Pod is running: kubernetes jenkins/k8s-test-451-r1nl3-53xpb-k91zc Apr 18, 2022 6:10:43 PM INFO hudson.TcpSlaveAgentListener$ConnectionHandler run LINUX ---> Accepted JNLP4-connect connection jenkinsci/docker-agent#726 from 10.xxx.xxx.73/10.xxx.xxx.73:33490

gfrid commented 2 years ago

@MarkEWaite my EKS node is Datacenter 1809 0.0.17763.2686 the guy in the may12th says his reverting to 10.0.17763.1158 not sure if its available on AWS marketplace

i will try to take this first available image this is the earliest i can get 10.0.17763.529

not working either, in this node version its k8s 1.11v

gfrid commented 2 years ago

update got debug logs from pod jenkins/inbound-agent:4.13-1-windowsservercore-ltsc2019

]0;C:\Windows\System32\WindowsPowerShell\v1.0\powershell.exe[?25h ]0;Administrator: C:\Windows\System32\WindowsPowerShell\v1.0\powershell.exe[?25lUrl is required [?25h[?25l At C:\ProgramData\Jenkins\jenkins-agent.ps1:26 char:122

gfrid commented 2 years ago

further investigation: without setting URL as var this is what i get:

Url is required At C:\ProgramData\Jenkins\jenkins-agent.ps1:26 char:122

if setting the var then this is what i get:

kubectl logs -c jnlp -f k8s-test-536-00mtt-vrgql-ddkm4 -n jenkins

option "-direct (-directConnection)" cannot be used with the option(s) [-url, -t unnel] java -jar agent.jar [options...] -agentLog FILE : Local agent error log destination (overrides workDir) -cert VAL : Specify additional X.509 encoded PEM certificates to trust when connecting to Jenkins root URLs. If starting with @ then the remainder is assumed to be the name of the certificate file to read. -credentials USER:PASSWORD : HTTP BASIC AUTH header to pass in for making HTTP requests. -direct (-directConnection) HOST:PORT : Connect directly to this TCP agent port, skipping the HTTP(S) connection parameter download. For example, "myjenkins:50000".

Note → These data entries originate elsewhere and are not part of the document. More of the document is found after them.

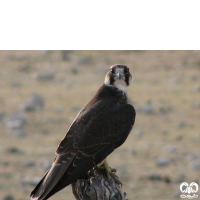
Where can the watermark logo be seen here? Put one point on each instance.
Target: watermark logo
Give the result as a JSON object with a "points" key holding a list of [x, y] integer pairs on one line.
{"points": [[189, 190]]}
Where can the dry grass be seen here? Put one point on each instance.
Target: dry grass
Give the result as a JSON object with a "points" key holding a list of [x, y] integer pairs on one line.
{"points": [[168, 79]]}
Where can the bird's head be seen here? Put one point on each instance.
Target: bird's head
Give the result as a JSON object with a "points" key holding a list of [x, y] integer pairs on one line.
{"points": [[118, 76]]}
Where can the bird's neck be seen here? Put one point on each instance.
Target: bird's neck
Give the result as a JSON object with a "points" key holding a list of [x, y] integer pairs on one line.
{"points": [[112, 91]]}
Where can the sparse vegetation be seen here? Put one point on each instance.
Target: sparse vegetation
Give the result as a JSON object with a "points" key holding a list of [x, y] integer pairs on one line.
{"points": [[165, 93]]}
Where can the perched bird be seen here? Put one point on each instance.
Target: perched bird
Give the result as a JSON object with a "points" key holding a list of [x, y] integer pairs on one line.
{"points": [[101, 126]]}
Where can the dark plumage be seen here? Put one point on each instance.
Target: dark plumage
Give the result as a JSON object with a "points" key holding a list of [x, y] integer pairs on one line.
{"points": [[101, 126]]}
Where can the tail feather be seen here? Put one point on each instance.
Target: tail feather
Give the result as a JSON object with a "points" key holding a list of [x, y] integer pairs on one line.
{"points": [[52, 177]]}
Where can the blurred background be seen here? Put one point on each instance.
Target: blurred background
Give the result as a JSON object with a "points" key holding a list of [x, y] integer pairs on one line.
{"points": [[41, 92]]}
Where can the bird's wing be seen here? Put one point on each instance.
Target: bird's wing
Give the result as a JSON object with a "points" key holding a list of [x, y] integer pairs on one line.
{"points": [[98, 132], [95, 133]]}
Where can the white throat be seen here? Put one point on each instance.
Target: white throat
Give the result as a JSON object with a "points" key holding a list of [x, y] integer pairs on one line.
{"points": [[121, 85]]}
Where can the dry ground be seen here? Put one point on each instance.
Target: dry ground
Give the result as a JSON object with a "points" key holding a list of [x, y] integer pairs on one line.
{"points": [[165, 93]]}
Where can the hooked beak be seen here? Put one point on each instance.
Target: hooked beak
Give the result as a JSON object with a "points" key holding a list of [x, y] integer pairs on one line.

gfrid commented 2 years ago

problem is solved only by using WebSockets

dduportal commented 1 year ago

Thanks @gfrid for explaining how to fix the issue!

slide commented 1 year ago

@dduportal I don't think that using websockets will work for everyone, so I don't think this is resolved.

dduportal commented 1 year ago

Hello @gfrid @slide do you still see the issue with the latest images?

slide commented 1 year ago

I would need to go back and test this more, I don't think I was able to reproduce it.

dduportal commented 1 year ago

Is this problem still present? Asking as no answer back from the reporter and I can't reproduce it on the Jenkins infra's Windows machines.